Best Empirical Paper, Entrepreneurship Division, AOM Conference 2012
The procurement of maintenance, repair and operating (MRO) goods has remained a relatively understudied topic in the literature on supply chain and operations management. Though vital cost efficiencies can be extracted from procurement processes by virtue of investments in Internet-based e-procurement systems, there is little empirical work that addresses the manner in which such systems should be deployed within organizations. In this paper, we focus on the role of e-procurement systems in MRO procurement and study two critical aspects of infusion within service organizations. The first dimension, referred to as intensity, captures the depth of e-procurement use within the procurement function in the organization while the second dimension, acceptance, pertains to the breadth of use.

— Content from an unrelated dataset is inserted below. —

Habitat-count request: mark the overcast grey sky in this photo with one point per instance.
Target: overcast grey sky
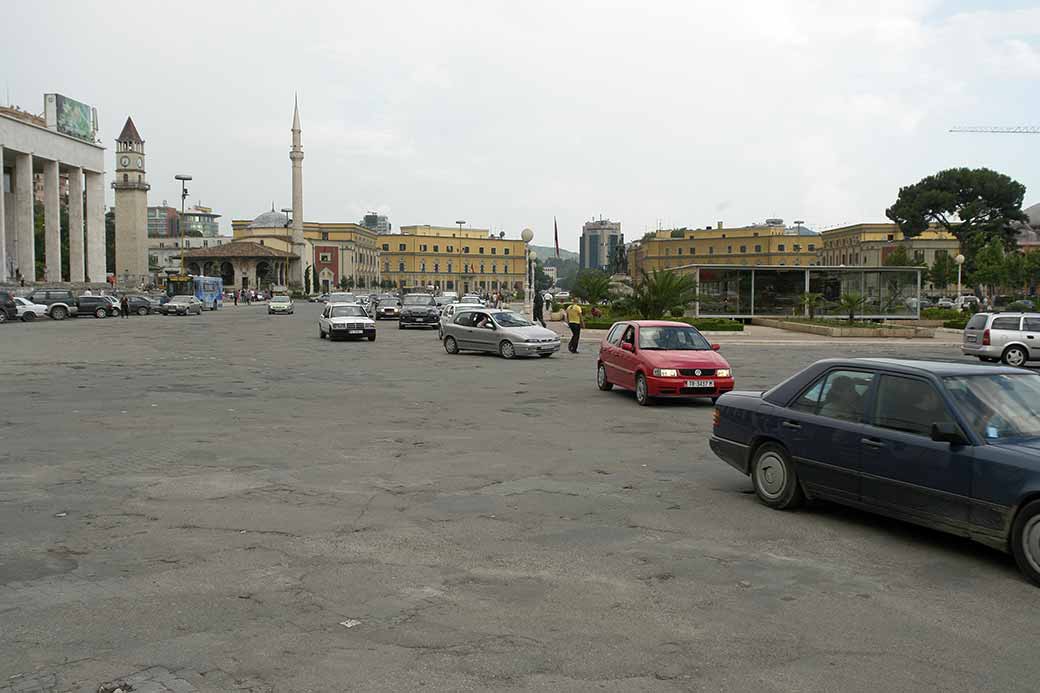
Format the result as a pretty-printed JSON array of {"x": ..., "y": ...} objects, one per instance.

We argue that these two dimensions of e-procurement use, and their interaction, will be related to the performance of the MRO procurement process within the organization. Using survey data obtained from 193 service organizations and structural equation modeling techniques, we show that the two infusion dimensions are significantly associated with improved process performance. In addition, we show a substantial substitutive effect between the two use dimensions on performance. Our work has significant implications for managers who seek to gain efficiencies by the deployment of Internet-based technologies within operational processes. Our conceptualization of e-procurement infusion along two dimensions, capturing intensity and acceptance, also provides a more fine-grained analysis of performance benefits accruing from the infusion of information technologies within service organizations.